Fill in missing (or other) values of a panel data set using known data

This function looks for a list of values (usually, just NA) in a variable .var and overwrites those values with the most recent (or next-coming) values that are not from that list ("last observation carried forward").

panel_locf(
  .var,
  .df = get(".", envir = parent.frame()),
  .fill = NA,
  .backwards = FALSE,
  .resolve = "error",
  .group_i = TRUE,
  .i = NULL,
  .t = NULL,
  .d = 1,
  .uniqcheck = FALSE
)

Arguments

.var	Vector to be modified.
.df	Data frame, pibble, or tibble (usually the one containing `.var`) that contains the panel structure variables either listed in `.i` and `.t`, or earlier declared with `as_pibble()`. If `tlag` is called inside of a `dplyr` verb, this can be omitted and the data will be picked up automatically.
.fill	Vector of values to be overwritten. Just `NA` by default.
.backwards	By default, values of newly-created observations are copied from the most recently available period. Set `.backwards = TRUE` to instead copy values from the closest following period.
.resolve	If there is more than one observation per individal/period, and the value of `.var` is identical for all of them, that's no problem. But what should `panel_locf()` do if they're not identical? Set `.resolve = 'error'` (or, really, any string) to throw an error in this circumstance. Or, set `.resolve` to a function that can be used within `dplyr::summarize()` to select a single value per individual/period. For example, `.resolve = function(x) mean(x)` to get the mean value of all observations present for that individual/period. `.resolve` will also be used to fill in values if some values in a given individual/period are to be overwritten and others aren't. Using a function will be quicker than `.resolve = 'error'`, so if you're certain there's no issue, you can speed up execution by setting, say, `.resolve = dplyr::first`.
.group_i	By default, if `.i` is specified or found in the data, `panel_locf()` will group the data by `.i`, ignoring any grouping already implemented.

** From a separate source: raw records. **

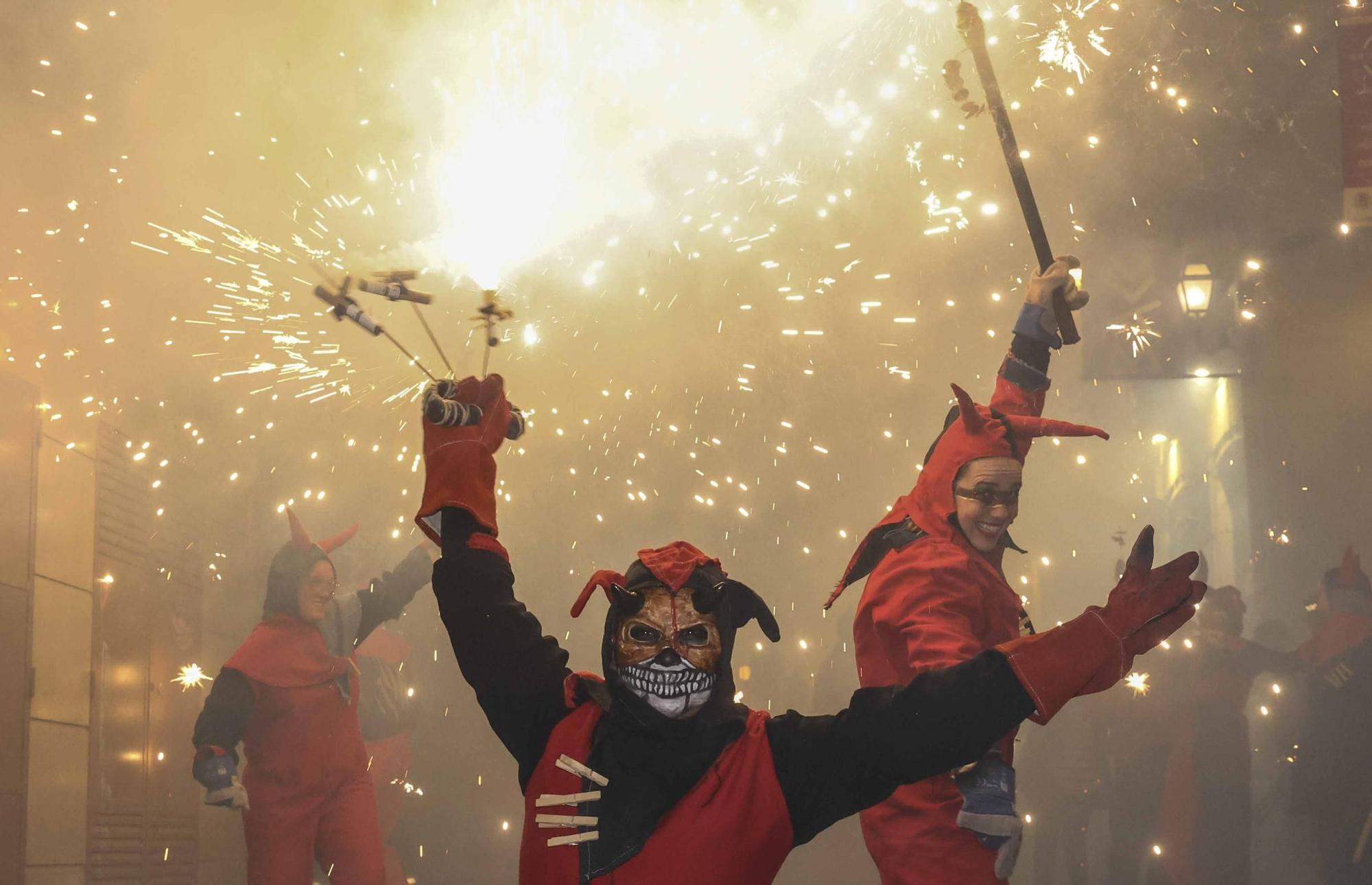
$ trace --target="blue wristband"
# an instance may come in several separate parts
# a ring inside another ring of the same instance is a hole
[[[1032,338],[1036,342],[1047,344],[1054,350],[1062,347],[1062,336],[1056,332],[1048,333],[1044,331],[1040,320],[1044,314],[1043,305],[1025,305],[1019,309],[1019,318],[1015,320],[1015,335],[1024,335],[1025,338]]]

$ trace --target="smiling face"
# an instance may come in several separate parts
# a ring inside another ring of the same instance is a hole
[[[952,483],[958,527],[971,546],[991,553],[1000,546],[1010,523],[1019,515],[1024,465],[1014,458],[969,461]]]
[[[295,597],[300,620],[310,624],[324,620],[324,609],[333,598],[335,589],[338,589],[338,575],[333,563],[320,560],[300,582],[300,590]]]
[[[702,615],[691,593],[642,590],[643,606],[619,623],[615,667],[620,682],[670,719],[694,715],[715,687],[723,642],[715,616]]]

Set `.group_i = FALSE` to avoid this.
.i	Quoted or unquoted variables that identify the individual cases. Note that setting any one of `.i`, `.t`, or `.d` will override all three already applied to the data, and will return data that is `as_pibble()`d with all three, unless `.setpanel=FALSE`.
.t	Quoted or unquoted variable indicating the time. `pmdplyr` accepts two kinds of time variables: numeric variables where a fixed distance `.d` will take you from one observation to the next, or, if `.d=0`, any standard variable type with an order. Consider using the `time_variable()` function to create the necessary variable if your data uses a `Date` variable for time.
.d	Number indicating the gap in `.t` between one period and the next. For example, if `.t` indicates a single day but data is collected once a week, you might set `.d=7`. To ignore gap length and assume that "one period ago" is always the most recent prior observation in the data, set `.d=0`. By default, `.d=1`.
.uniqcheck	Logical parameter. Set to TRUE to always check whether `.i` and `.t` uniquely identify observations in the data. By default this is set to FALSE and the check is only performed once per session, and only if at least one of `.i`, `.t`, or `.d` is set.

Details

panel_locf() is unusual among last-observation-carried-forward functions (like zoo::na.locf()) in that it is usable even if observations are not uniquely identified by .t (and .i, if defined).

Examples



# The SPrail data has some missing price values.
# Let's fill them in!
# Note .d=0 tells it to ignore how big the gaps are
# between one period and the next, just look for the most recent insert_date
# .resolve tells it what value to pick if there are multiple
# observed prices for that route/insert_date
# (.resolve is not necessary if .i and .t uniquely identify obs,
# or if .var is either NA or constant within them)
# Also note - this will fill in using CURRENT-period
# data first (if available) before looking for lagged data.
data(SPrail)
sum(is.na(SPrail$price))
#> [1] 249
SPrail <- SPrail %>%
  dplyr::mutate(price = panel_locf(price,
    .i = c(origin, destination), .t = insert_date, .d = 0,
    .resolve = function(x) mean(x, na.rm = TRUE)
  ))

# The spec is a little easier with data like Scorecard where
# .i and .t uniquely identify observations
# so .resolve isn't needed.
data(Scorecard)
sum(is.na(Scorecard$earnings_med))
#> [1] 15706
Scorecard <- Scorecard %>%
  # Let's speed this up by just doing four-year colleges in Colorado
  dplyr::filter(
    pred_degree_awarded_ipeds == 3,
    state_abbr == "CO"
  ) %>%
  # Now let's fill in NAs and also in case there are any erroneous 0s
  dplyr::mutate(earnings_med = panel_locf(earnings_med,
    .fill = c(NA, 0),
    .i = unitid, .t = year
  ))
# Note that there are still some missings - these are missings that come before the first
# non-missing value in that unitid, so there's nothing to pull from.
sum(is.na(Scorecard$earnings_med))
#> [1] 17